Aus meiner Sicht bieten sich hier diverse Ansätze an. Ich vermeide Heisenbugs durch …

  1. automatisierte Tests jenseits einfacher Unit- oder Integrationstests, die nicht auf parallele Verarbeitung oder Timing Issues ausgelegt sind: Chaos Engineering bietet hier ein gutes, methodisches Toolset. Wenn mein Service für die Nutzung durch viele User vorgesehen ist, teste ich den Zugriff dieser vielen Benutzer. Ein Unit Test gibt lediglich einen Hinweis auf die funktionale Korrektheit meines Codes.
  2. gutes Verständnis der benutzten Frameworks und Tools: Wenn ich wie im Beispiel oben eine nicht synchronisierte Instanz einer Klasse verwende, sollte ich mir dessen bewusst sein. Spezifikationen lesen hilft genauso wie Erfahrung im Umgang mit den verwendeten Tools.
  3. gutes Verständnis der verwendeten Konzepte und Architekturen: Lazy Loading und Lazy Initialization sind spannende Konzepte um Ressourcen-Verbrauch und Performance zu balancieren. Wenn ich verstehe, wie diese genau funktionieren und wo ihre Grenzen sind, lerne ich sie zu nutzen, statt an ihnen zu scheitern.
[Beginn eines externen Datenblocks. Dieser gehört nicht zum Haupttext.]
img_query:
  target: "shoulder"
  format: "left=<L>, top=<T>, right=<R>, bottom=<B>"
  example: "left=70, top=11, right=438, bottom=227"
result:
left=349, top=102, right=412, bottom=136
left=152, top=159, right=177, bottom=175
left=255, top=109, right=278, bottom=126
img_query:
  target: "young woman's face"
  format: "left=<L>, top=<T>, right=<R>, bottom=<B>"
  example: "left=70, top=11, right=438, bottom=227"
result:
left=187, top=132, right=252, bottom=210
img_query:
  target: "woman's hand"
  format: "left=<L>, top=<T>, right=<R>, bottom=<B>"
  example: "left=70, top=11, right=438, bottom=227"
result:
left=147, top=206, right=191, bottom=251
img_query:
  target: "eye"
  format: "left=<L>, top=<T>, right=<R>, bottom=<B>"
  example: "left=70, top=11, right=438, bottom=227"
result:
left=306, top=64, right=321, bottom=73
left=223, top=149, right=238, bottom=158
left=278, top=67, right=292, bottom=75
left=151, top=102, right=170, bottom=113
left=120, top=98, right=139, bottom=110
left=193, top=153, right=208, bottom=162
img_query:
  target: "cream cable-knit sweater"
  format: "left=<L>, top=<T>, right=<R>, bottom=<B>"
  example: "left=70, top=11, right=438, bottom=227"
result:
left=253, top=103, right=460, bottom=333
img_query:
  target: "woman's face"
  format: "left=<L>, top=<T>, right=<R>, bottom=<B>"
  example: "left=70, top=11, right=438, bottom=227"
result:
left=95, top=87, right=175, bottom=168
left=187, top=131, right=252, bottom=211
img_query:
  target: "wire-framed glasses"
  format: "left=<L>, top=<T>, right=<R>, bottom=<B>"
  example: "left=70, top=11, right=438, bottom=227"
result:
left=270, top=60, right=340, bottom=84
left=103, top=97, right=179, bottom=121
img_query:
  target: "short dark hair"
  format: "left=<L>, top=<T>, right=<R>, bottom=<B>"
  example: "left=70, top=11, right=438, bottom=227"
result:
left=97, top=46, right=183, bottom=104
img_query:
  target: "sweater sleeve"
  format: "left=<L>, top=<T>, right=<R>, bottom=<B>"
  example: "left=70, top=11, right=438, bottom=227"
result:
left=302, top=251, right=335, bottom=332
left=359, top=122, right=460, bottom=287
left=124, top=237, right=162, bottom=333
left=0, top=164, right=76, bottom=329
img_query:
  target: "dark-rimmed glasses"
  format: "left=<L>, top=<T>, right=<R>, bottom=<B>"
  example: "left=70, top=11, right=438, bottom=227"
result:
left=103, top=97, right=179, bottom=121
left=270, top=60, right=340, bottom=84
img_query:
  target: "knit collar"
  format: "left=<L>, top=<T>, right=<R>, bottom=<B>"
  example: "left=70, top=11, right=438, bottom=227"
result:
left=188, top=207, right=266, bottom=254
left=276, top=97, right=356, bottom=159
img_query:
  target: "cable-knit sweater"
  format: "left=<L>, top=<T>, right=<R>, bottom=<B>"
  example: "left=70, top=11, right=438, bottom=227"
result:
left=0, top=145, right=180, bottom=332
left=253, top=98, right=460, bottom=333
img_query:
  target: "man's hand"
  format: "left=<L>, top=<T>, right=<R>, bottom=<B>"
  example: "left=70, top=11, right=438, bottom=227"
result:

Sind funktionale oder Datenfehler auch Heisenbugs?

Sehr wahrscheinlich nicht. Liefert mein Code unter bestimmten Bedingungen – z.B. bei speziellen Datenkonstellationen – unerwartete Ergebnisse, treten diese Ergebnisse mit den gegebenen Daten wahrscheinlich immer auf. Vorsicht bei Daten, die voneinander abhängen bzw. sich gegenseitig beeinflussen.
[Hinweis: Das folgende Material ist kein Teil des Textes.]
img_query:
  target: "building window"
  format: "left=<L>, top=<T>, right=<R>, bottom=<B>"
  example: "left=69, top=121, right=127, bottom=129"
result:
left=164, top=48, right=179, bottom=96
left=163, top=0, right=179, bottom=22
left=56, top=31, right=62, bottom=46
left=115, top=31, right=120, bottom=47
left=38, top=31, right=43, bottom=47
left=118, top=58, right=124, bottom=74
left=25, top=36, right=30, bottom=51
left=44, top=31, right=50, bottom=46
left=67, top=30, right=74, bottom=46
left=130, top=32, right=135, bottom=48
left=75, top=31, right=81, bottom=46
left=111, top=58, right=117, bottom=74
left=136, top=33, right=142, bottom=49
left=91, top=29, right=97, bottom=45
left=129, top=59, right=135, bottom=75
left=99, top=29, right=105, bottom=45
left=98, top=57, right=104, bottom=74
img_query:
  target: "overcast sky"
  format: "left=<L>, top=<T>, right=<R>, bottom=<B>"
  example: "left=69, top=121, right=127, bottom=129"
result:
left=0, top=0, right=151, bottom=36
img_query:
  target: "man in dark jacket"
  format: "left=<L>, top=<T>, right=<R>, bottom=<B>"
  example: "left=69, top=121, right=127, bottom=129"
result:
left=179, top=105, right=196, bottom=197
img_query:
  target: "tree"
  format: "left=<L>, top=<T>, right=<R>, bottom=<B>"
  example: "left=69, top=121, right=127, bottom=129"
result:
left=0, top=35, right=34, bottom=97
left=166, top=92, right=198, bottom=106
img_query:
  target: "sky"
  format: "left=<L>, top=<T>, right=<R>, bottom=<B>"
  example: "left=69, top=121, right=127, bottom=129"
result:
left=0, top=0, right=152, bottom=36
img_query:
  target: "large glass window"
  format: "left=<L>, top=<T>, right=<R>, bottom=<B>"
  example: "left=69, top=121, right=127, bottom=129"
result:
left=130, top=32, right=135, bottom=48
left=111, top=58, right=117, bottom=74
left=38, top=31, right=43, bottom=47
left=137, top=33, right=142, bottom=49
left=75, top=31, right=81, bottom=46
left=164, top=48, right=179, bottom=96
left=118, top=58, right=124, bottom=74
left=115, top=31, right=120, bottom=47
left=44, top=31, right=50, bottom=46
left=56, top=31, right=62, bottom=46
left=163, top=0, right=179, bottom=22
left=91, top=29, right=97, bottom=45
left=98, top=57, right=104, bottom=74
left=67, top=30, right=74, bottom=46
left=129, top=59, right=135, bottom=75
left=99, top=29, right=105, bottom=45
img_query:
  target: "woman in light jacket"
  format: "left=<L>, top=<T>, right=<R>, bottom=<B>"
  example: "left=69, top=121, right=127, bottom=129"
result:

Aber es gibt Heisenbugs, die erst bei bestimmten Datenkonstellationen auftreten. Ihre Ursache liegt nicht in den Daten selbst. Sie sind lediglich der Auslöser für den Heisenbug.

Zusammenfassung

In unserer komplexen Service-Welt können sich schwer zu entdeckende Software-Fehler einschleichen. Diese treten erst beim Eintreten bestimmter Bedingungen im Zusammenhang mit Timing oder paralleler Benutzung auf. Scheinbar verändert der Code beim Versuch den Fehler – den Heisenbug – zu entdecken sein Verhalten. Einfache Unit bzw. Integrationstests helfen nicht, Heisenbugs zu entdecken. Beim Debuggen des betroffenen Codes ist die Fehlerursache häufig nicht erkennbar, weil der Debug-Modus nicht der realen Anwendung des Codes entspricht. Genaue Kenntnis der verwendeten Frameworks und Konzepte, aber auch produktionsnahe – z.B. mittels Chaos Engineering – hergestellte Test-Szenarien, helfen Heisenbugs zu vermeiden bzw. zu erkennen.